しかし、くたばる寸前の人間のテキストというのは貴重なのである。何故ならくたばる寸前の人間は、キーボードなど叩かず、素直にそのままくたばるからである。くたばる寸前で労働をしているこの貴重な心持ちを、いま少しばかりテキストに遺してみよう。

ここでなぜサイトの更新が、かくも面倒くさく、世のWebマスターたちが「今度直します」と100回くらい言い訳しながらソリティアに興じているのかを説明してみる。まずHTMLで覚えるべきことというのは、20年前より肥大化している。これは前回話した通りである。そしてこれが厄介なことなのだが、Webサイト作成者は、下手な知恵の輪よりもこんがらがって難文・悪文化した自分のWebコーディングの規則や意図を記憶しておかねばならない。この記憶と想起の手間が、既に出来上がったものに手を付けることを異常に面倒にする。「プログラムは下手に引き継ぐより、フルスクラッチで作り直す方がむしろ容易い」という言葉を聞いたことがあるかもしれない。そして半年前に自分がカタカタ打ったコードというものは、まさにこの「他人のモノ」に匹敵するのである。

あぁ駄目だ。もう起きていられない。よく見れば、朝日が昇っているじゃないか。あと5秒で、私はくたばる。5……4……3……

私は本当に疲労困憊の身体でこのテキストを打っているのである!つまりこれは、ライヴなのである。ライヴ・テキスト。ところで私は、究極のコンテンツとは即興だと信じている。

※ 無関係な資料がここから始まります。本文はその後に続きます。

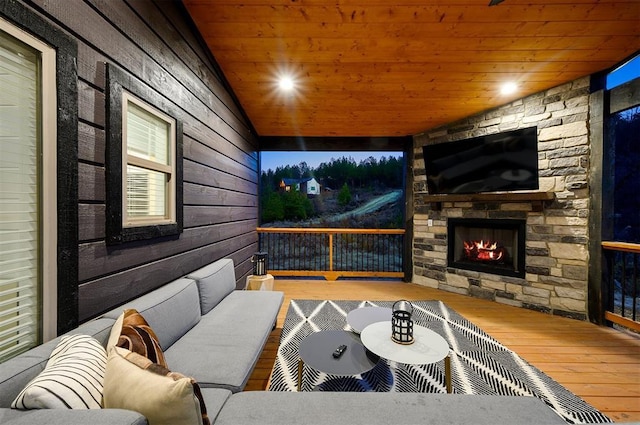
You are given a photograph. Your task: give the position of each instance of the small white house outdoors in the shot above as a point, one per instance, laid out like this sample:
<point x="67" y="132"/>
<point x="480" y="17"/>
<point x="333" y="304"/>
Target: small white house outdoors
<point x="308" y="186"/>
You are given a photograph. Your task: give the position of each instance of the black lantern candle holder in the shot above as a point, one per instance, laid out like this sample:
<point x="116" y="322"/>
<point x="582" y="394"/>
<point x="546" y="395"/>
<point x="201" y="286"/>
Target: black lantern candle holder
<point x="259" y="261"/>
<point x="401" y="322"/>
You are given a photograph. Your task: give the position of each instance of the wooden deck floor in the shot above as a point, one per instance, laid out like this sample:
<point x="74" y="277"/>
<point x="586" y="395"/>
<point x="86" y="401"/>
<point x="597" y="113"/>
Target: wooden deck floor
<point x="601" y="365"/>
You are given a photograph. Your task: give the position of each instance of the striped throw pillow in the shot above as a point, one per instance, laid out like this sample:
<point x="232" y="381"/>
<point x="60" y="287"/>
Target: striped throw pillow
<point x="73" y="377"/>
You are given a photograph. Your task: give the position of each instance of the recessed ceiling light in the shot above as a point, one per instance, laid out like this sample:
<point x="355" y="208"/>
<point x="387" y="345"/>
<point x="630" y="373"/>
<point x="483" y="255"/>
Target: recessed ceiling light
<point x="286" y="83"/>
<point x="508" y="88"/>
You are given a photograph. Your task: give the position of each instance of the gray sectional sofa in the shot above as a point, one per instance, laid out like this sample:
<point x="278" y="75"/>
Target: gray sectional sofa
<point x="214" y="333"/>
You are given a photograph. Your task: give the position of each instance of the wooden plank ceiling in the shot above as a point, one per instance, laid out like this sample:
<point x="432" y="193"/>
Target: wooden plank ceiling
<point x="401" y="67"/>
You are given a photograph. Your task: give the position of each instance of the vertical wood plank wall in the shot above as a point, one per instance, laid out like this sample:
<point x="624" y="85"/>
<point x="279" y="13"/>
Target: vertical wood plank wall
<point x="154" y="43"/>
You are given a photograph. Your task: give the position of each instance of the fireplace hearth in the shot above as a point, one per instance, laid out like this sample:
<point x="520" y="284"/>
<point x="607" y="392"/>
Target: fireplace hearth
<point x="494" y="246"/>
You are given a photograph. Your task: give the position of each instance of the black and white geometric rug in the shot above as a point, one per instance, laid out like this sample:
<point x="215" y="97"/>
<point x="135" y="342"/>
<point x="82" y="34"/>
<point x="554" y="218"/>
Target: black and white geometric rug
<point x="479" y="363"/>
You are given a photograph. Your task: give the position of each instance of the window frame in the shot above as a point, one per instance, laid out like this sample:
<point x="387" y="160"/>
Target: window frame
<point x="46" y="297"/>
<point x="168" y="170"/>
<point x="65" y="254"/>
<point x="122" y="88"/>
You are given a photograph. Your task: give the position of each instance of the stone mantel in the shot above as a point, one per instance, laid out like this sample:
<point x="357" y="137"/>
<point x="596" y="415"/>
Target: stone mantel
<point x="537" y="199"/>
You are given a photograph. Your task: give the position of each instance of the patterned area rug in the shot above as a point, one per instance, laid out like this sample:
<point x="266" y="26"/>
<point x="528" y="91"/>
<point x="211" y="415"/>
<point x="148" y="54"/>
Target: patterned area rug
<point x="479" y="363"/>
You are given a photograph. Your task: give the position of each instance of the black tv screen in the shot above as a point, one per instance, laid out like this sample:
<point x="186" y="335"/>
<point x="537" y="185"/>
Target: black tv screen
<point x="498" y="162"/>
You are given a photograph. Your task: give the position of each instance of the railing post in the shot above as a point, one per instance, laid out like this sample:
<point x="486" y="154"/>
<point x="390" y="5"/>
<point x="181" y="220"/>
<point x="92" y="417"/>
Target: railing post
<point x="330" y="252"/>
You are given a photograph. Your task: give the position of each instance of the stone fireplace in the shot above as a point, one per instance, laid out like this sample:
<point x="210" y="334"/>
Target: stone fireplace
<point x="548" y="252"/>
<point x="495" y="246"/>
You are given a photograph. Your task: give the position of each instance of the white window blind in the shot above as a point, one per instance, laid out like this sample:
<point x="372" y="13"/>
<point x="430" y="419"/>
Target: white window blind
<point x="150" y="143"/>
<point x="19" y="197"/>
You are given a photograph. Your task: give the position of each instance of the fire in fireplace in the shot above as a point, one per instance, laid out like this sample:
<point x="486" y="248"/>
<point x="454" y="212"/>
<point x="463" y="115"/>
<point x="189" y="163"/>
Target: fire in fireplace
<point x="487" y="245"/>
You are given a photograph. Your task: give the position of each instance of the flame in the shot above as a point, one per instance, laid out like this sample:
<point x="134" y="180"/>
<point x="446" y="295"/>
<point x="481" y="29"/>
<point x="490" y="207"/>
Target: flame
<point x="483" y="251"/>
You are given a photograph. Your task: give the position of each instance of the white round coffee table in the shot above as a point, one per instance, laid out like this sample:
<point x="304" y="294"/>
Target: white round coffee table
<point x="360" y="318"/>
<point x="428" y="347"/>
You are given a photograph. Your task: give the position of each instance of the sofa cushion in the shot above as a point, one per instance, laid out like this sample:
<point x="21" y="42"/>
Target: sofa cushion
<point x="71" y="417"/>
<point x="170" y="310"/>
<point x="215" y="282"/>
<point x="16" y="373"/>
<point x="72" y="379"/>
<point x="319" y="408"/>
<point x="222" y="350"/>
<point x="163" y="397"/>
<point x="132" y="332"/>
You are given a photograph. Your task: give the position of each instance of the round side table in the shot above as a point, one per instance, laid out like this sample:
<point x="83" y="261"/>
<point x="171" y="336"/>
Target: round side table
<point x="428" y="347"/>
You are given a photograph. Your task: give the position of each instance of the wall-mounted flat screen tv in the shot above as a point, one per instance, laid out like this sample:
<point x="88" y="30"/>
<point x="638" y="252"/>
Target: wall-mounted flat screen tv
<point x="498" y="162"/>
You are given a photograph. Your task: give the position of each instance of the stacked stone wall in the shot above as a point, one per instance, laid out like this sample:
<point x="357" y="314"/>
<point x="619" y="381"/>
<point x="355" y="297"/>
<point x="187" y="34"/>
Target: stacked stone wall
<point x="557" y="237"/>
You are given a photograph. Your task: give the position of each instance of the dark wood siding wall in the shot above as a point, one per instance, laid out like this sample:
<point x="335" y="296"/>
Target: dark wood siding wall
<point x="153" y="41"/>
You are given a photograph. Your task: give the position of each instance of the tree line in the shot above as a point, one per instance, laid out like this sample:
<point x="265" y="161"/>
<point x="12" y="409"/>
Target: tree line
<point x="386" y="172"/>
<point x="338" y="174"/>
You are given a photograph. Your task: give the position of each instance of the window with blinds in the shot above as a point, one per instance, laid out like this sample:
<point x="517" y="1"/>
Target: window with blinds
<point x="20" y="196"/>
<point x="148" y="165"/>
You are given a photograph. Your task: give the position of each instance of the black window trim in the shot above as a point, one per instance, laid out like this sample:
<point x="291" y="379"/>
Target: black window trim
<point x="116" y="233"/>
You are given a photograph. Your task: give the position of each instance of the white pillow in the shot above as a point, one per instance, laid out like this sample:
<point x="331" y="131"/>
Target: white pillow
<point x="133" y="382"/>
<point x="72" y="379"/>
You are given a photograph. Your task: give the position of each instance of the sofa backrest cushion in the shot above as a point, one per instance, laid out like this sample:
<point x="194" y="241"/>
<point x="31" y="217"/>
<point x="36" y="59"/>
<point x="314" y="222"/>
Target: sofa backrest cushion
<point x="170" y="310"/>
<point x="215" y="281"/>
<point x="16" y="373"/>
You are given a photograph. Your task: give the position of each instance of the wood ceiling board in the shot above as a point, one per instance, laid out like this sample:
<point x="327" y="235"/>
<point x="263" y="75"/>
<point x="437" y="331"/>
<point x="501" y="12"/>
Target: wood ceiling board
<point x="398" y="68"/>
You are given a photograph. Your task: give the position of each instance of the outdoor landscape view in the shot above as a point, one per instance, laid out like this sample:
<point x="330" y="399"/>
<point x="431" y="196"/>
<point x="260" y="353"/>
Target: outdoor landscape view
<point x="332" y="189"/>
<point x="317" y="191"/>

「とことんまで推敲したり、練り込んだものが究極のコンテンツだ」と考える人が多いが、私の考えではそれは間違いだ。ライヴのコンテンツには、やはりライヴならではの勢いが宿るものである。それは決して何日も寝かせたり、繰り返し書き直しては得られないものなのだ。実は文豪の遺した代表作品などもその類である。夏目漱石は『坊っちゃん』を夜中の区別なく電光石火で書き上げたというし、太宰治の『駈込み訴え』は、その名の通り駆け込んだ切迫感を出すべく、口述筆記にて一気呵成に完成させたのだという。他にはビートルズの”Please Please Me”なども、短期間の勢いのままに完成させたアルバムだ。ことほどさように、ヴィヴィッドなる勢いの中にこそクオリティが宿るのである。

私はもう寝たい。しかしここまで勢いだけで書いてから気付いたが、「サイトのどこをどう変えたのか」という当初書こうとしていた内容を書くのを忘れていた。しかしまあ、そんなことはいい。こんな閑散としたサイトで、そんな話に耳を傾ける人はいないのだから。えぇっと、記事の一覧表示をちょっとばかしオシャレな感じにした。いじょう。ああ、もう私は、へんかんするためキーをたたくのが、おっくうなのだ。ひらがな、ひらがなばかりになっていく。いまきづいたが、これは初代ばいおはざーどで、しだいしだいにゾンビへとへんぼうしていったにんげんの遺したにっきのようではないか。かれはつぎつぎにことばを忘れ、さいごは味覚とかゆみだけしか記憶にのこらないぞんびとかしてしまうのである。かんがえてみると、疲労困憊のにんげんはぞんびみたいなものである。ああそれともこれはあれかな。あるじゃーのんにはなたばをの最後のしーんににているかな。ちゃーりいはことばをわすれて、さいごはひらがなばかりになってしまうのである。わたしもちかれてちせいを失ってしまっているのだ。いまなら小学生にもさんすうしょうぶでかてないかもしれない。

ああもうむり。ねる。ねる。コレ以上は武利。おやすみ為さい。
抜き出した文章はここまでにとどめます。